Il secondo errore è dimenticare che, in presenza di più risultati, l’azione ne restituisce uno solo: il più vecchio o il più recente, in base alla configurazione. Se scegli Latest, non stai aggiornando tutte le opportunità compatibili.
Il terzo errore è usare più filtri aspettandosi una logica alternativa. La fonte è chiara: i filtri funzionano con AND, non con OR. Aggiungere una condizione restringe la ricerca.
Un limite importante riguarda i workflow senza contatto. HighLevel cita l’esempio di un inbound webhook privo di informazioni del contatto: in questo caso alcuni filtri devono essere mappati ai parametri del webhook, altrimenti l’azione non sarà in grado di trovare un’opportunità. Non estendere automaticamente la configurazione pensata per un modulo a un webhook senza verificare questo requisito.
Infine, evitare duplicati dipende dalla definizione di “corrispondenza” adottata. HighLevel offre la ricerca e i rami condizionali; la scelta dei campi, dello stato e del criterio Latest o Earliest resta parte della progettazione del workflow.
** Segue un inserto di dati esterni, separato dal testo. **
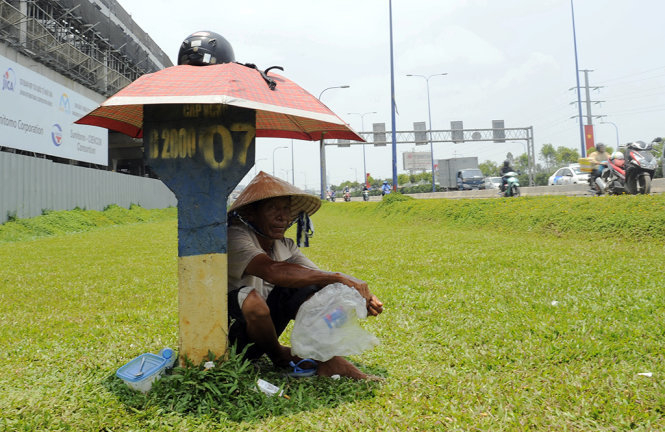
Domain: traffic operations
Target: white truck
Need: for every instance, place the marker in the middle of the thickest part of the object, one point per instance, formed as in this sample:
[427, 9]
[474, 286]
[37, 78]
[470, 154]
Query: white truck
[460, 174]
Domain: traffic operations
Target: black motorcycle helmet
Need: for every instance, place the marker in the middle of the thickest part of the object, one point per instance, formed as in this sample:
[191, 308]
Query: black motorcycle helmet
[205, 48]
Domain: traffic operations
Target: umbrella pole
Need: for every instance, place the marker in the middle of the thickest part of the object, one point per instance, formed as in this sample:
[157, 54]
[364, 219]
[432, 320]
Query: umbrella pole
[201, 152]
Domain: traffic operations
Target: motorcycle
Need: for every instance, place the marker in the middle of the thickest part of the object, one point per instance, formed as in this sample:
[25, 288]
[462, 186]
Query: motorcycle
[641, 166]
[612, 179]
[512, 187]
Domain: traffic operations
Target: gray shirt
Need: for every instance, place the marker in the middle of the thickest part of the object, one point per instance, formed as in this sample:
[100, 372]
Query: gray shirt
[243, 246]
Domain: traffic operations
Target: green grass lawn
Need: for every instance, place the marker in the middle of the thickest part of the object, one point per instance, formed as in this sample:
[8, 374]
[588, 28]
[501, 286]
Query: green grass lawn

Se il problema quotidiano era una pipeline resa confusa dalla creazione indiscriminata di deal, questo flusso riporta il controllo nel punto giusto: prima della creazione.
Per altre risorse operative su GoHighLevel, puoi consultare il bonus WhatsApp GoHighLevel. I risultati variano in base al contesto, ai filtri scelti e alla struttura della pipeline.
Domande frequenti
Che cosa fa Find Opportunity in HighLevel?
Cerca un’opportunità esistente collegata al contatto che ha attivato il workflow, usando i filtri configurati. Se la trova, il workflow segue il ramo Opportunity Found; altrimenti segue Opportunity Not Found.
Find Opportunity può cercare il deal più recente?
Sì. La documentazione HighLevel consente di scegliere Latest, cioè l’opportunità corrispondente creata più di recente, oppure Earliest, la prima creata.
I filtri di Find Opportunity funzionano con OR?
No. Secondo la fonte ufficiale, tutti i filtri usano logica AND: ogni condizione impostata deve essere soddisfatta perché venga restituito un risultato.
Cosa fare nel ramo Opportunity Found dopo un modulo?
L’esempio ufficiale indica di usare Update Opportunity per modificare il record trovato, ad esempio aggiornando lo stato o aggiungendo note.
Quando creare una nuova opportunità nel workflow?
Nel ramo Opportunity Not Found, dopo che Find Opportunity non ha restituito un record compatibile con i filtri definiti.
Find Opportunity funziona se il workflow non contiene un contatto?
La fonte segnala che, ad esempio con un inbound webhook senza dati del contatto, occorre mappare determinati filtri ai parametri del webhook. In caso contrario l’azione non potrà trovare l’opportunità.